Her: I couldn’t imagine my life without kids.
Me: No one is asking you to.
A little light went on for her. Sometimes people don’t mean offense, they just never considered that some of us can’t in a million years imagine our lives WITH kids.
What some of these dim Republicans are now doing is giving this wackadoo mindset national traction. The tool that wrote the Swift piece in Newsweek, for example. What possesses a once-reputable magazine to not ask itself, do we really want to be this? Not a publication sharing differing viewpoints, but one that says, hey, Swift is good for clicks, let’s give voice to this guy who’s skipping over her artistic and financial accomplishments and zeroing in on the cats.
And then a presidential candidate decides his best choice for a running mate is the guy with the weird childless cat lady obsession?
OK.
Buckle up, folks, because much like the pop star who hasn’t procreated, our Vice President likes to cook for people she loves. Oh no! Not a batch of brownies or Sunday dinner. Can Taylor still sing? Can Kamala still govern?
I’ve also seen a great deal of evidence that both Swift and Harris like to laugh and that sometimes it’s contagious. But there must be festering misery under there, right, fellas? Hope she doesn’t start cackling in the Situation Room.

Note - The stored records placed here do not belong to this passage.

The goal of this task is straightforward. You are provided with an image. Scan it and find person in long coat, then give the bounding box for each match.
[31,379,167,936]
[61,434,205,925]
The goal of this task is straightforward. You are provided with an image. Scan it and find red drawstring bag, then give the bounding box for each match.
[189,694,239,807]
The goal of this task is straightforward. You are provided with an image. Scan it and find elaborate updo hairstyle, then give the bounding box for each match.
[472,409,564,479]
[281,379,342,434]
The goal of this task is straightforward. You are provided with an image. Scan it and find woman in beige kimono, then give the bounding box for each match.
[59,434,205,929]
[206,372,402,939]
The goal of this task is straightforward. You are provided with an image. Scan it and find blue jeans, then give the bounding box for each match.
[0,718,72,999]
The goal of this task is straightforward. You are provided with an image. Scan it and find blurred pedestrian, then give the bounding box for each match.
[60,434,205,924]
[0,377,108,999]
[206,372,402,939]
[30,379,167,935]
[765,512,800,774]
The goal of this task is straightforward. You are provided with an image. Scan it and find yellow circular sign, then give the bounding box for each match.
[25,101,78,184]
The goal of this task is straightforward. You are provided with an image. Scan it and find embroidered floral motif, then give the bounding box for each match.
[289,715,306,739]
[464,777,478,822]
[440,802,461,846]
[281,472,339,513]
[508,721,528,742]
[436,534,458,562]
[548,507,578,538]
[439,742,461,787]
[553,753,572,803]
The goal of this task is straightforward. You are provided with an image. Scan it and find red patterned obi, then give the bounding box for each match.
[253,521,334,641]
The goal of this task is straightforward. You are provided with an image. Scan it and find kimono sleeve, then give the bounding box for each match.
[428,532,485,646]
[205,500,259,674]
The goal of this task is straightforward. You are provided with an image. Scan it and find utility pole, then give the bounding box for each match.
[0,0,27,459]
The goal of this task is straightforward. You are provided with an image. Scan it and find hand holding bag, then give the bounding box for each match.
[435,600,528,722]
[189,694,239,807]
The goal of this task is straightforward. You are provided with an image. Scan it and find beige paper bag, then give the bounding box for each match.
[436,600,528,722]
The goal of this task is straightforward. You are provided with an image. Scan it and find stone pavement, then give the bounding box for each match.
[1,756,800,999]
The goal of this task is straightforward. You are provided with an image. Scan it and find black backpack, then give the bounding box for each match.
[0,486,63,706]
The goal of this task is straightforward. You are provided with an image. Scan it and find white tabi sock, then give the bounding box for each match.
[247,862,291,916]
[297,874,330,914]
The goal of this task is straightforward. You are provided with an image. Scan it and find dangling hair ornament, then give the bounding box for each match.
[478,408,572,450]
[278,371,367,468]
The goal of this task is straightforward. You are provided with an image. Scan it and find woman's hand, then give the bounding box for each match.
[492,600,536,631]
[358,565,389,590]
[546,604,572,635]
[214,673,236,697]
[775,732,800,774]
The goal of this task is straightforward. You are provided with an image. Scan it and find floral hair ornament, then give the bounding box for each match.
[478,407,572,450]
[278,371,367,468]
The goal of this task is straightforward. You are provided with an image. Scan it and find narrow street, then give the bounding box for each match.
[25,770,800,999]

Oh, and the dancing. Swift had so many people making fun of her dancing that she made a song telling herself to shake it off. And, uh oh, Kamala Harris has been known to strut it out – dancing, marching. The clips are already recirculating. So much scandal.
I happen to be a fan of Harris’ fashion sense and found it amusing when in 2020 someone decided that was my shallow reason for wanting her to be President. Why? Because I wore a blazer with jeans and sneakers and credited Harris for the look? People, she’s qualified up and down for the job. It’s not like we’re pushing Squeaky Fromme or one of the Real Housewives here.
Women relate to each other in a myriad of ways, just like men do. I’m not going to generalize here, but I will say that I’ve enjoyed seeing WNBA coverage that includes light commentary on the athletes’ pre-game “fits” as they call them now. It doesn’t take away from their performance on the court; fashion is fun.
Let’s mobilize, DEI hires. Sometimes we wear our power. I know I do. But I think I’m going to need a cat to complete the look.
[Editorial Note: This is my 31st installment in a series I began in order to give my writing some flow after being in a healing phase from knee surgeries for a year (2023-24).]